An aim of the present invention is to provide means to minimise variations of the temperature of the permanent magnetic assemblies when gradient coils are operated.
JP-A-5212012 discloses a magnetic resonance imaging system in which a permanent magnet is held at a prescribed temperature. A feedback system is provided which comprises a sensor and temperature control means for holding the permanent magnet at the prescribed temperature. The temperature control means comprises heat conducting means in the form of a plurality of heat pipes connected to a fin arrangement which can either be heated by a heater incorporated therein or cooled by a fan in accordance with the detected temperature.

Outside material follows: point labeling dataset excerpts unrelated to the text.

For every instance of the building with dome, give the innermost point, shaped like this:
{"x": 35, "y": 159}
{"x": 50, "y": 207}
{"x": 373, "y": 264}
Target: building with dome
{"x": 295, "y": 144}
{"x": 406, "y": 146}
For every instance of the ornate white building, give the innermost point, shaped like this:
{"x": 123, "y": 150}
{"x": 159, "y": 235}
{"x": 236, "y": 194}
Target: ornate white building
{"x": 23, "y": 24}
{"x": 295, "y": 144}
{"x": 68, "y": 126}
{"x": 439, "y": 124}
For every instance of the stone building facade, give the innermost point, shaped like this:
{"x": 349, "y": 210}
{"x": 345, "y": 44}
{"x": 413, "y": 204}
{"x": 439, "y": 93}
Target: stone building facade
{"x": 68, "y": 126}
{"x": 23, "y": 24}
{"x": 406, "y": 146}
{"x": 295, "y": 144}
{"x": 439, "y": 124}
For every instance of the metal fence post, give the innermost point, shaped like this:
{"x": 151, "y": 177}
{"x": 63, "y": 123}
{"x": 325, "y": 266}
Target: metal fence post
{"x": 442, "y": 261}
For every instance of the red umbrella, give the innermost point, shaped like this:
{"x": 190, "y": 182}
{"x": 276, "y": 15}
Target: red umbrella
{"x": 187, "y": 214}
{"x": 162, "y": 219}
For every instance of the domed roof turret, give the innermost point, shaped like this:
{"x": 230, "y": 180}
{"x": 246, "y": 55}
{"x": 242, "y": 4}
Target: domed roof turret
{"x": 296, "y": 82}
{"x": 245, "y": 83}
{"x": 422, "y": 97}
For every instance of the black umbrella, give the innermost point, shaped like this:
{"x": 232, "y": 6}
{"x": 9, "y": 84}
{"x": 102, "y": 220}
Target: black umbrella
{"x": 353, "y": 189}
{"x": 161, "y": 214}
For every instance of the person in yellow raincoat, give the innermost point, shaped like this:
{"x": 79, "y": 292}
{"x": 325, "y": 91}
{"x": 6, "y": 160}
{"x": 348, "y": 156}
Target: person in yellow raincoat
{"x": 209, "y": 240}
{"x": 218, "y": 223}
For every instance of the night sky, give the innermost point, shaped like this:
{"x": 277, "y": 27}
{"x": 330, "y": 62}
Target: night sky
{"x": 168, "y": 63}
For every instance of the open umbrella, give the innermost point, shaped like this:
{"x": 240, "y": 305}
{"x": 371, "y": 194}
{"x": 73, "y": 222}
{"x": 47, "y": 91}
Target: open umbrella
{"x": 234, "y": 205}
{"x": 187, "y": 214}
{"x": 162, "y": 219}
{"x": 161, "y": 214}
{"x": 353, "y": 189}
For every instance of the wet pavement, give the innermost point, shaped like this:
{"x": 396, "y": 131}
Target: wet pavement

The sensor is mounted on one of the heat pipes for detecting the temperature caused by heat generation at a gradient magnetic field coil and provides signals for controlling the heat conducting means provided between the gradient coil and the permanent magnet to maintain the prescribed temperature.
According to the present invention there is provided a magnetic resonance imaging device comprising: gradient coils; a yoke; a number of permanent magnet assemblies mounted on the yoke; a plate having good thermal conductivity and being positioned between said permanent magnet assemblies and said gradient coils, each magnet assembly being in thermal contact with a plate; one or more temperature sensors associated with said plate; and a control circuit; characterised in that the device further comprises current measurement means for measuring current supplied to said gradient coils, and a plurality of thermoelectric heat pumping devices connected to said plate and which are controlled by said control circuit in accordance with input signals from said temperature sensors and said current measurement means so that the overall heat generated by said thermoelectric heat pumping devices and said gradient coils is kept constant and is dissipated by said yoke.
In one embodiment of the present invention, the thermoelectric heat pumping devices are fitted on a face of the plate between the gradient coils and the permanent magnetic material.
In another embodiment of the present invention, the thermoelectric heat pumping devices are fitted to an edge of said plate.